Ein letzter Blick zurück. Jacominus steht auf der Gangway mit seiner Krücke, bevor er an Bord geht und alle Sorgen hinter sich lässt. Illustration: Rébecca Dautremer
© Illustration: Rébecca Dautremer

Kinderbuch Hommage an das Leben

Rébecca Dautremer erzählt ein ganz normales tierisches Leben - in poetischen Texten und traumhaft schönen Bildern. Ein Stundebuch zum Staunen

Schon einmal von Jacominus Gainsborough gehört? Nicht? Macht nichts. Er ist ein kleiner Hase, irgendwann geboren, aber das spielt eigentlich keine Rolle. Er hat ein Leben gelebt, und dieses Leben ist es wert, erzählt zu werden. Wie jedes Leben übrigens. Das hat sich zumindest Rébecca Dautremer gedacht, als sie „Das Stundenbuch des Jacominus Gainsborough“ [Aus dem Französischen von Eva Moldenhauer.

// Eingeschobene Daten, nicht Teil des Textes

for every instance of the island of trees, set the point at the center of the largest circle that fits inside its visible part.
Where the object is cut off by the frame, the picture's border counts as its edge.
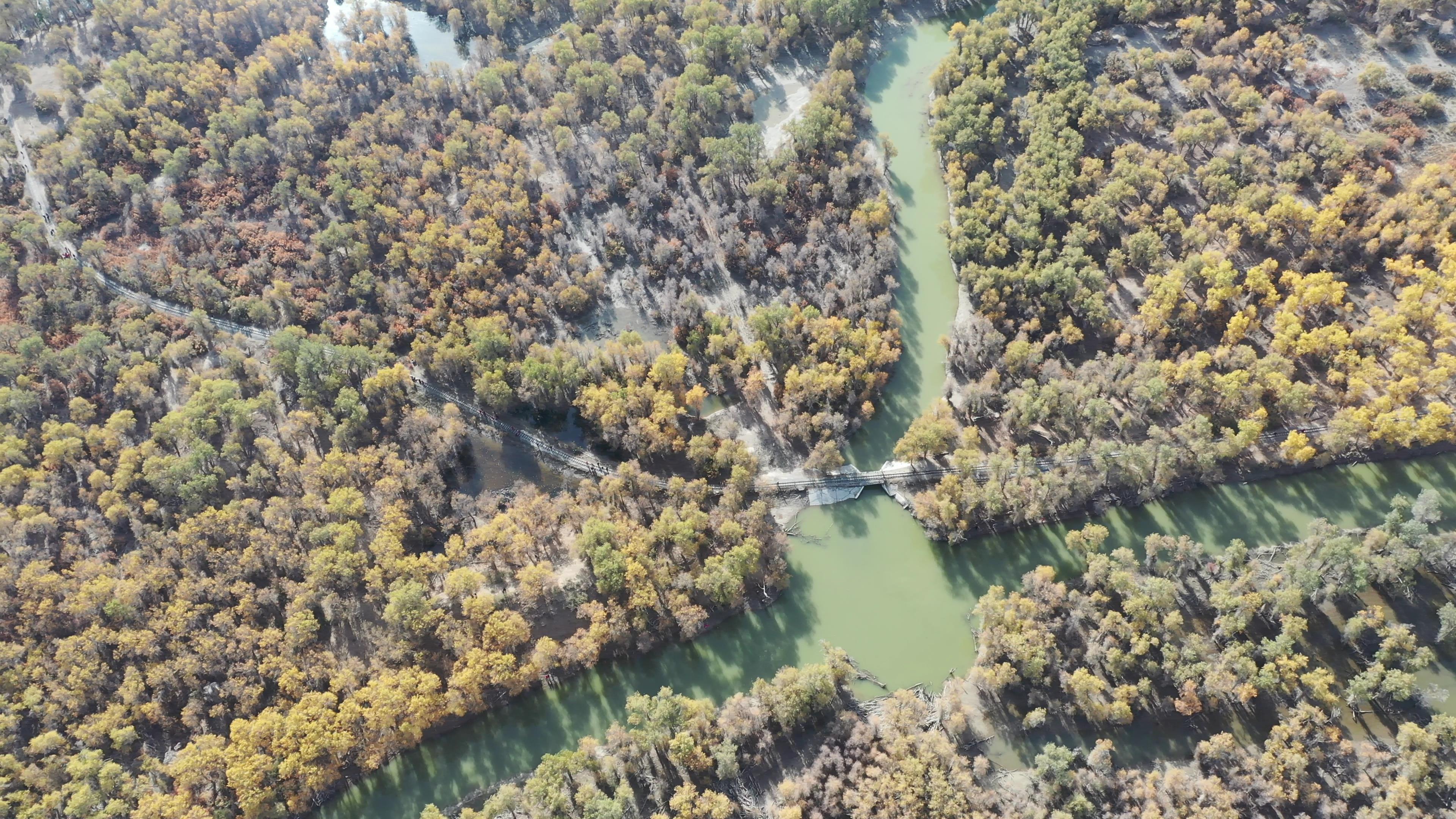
(1177, 639)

Insel Verlag, Frankfurt am Main 2019. 56 Seiten. 20 €)] erzählt und in betörend schönen Bildern gemalt hat.
In dem Stundenbuch erzählt sie auf zwölf Doppelseiten in großen Wimmelbildern das Leben des Jacominus mit allen Höhen und Tiefen, wie sie in jedem Leben vorkommen. Zwischen den einzelnen Doppelbildern gibt es kurze Textpassagen sowie erläuternde Zeichnungen. So wirken die Doppelseiten wie ein Fotoalbum aus dem Leben des kleinen Hasen.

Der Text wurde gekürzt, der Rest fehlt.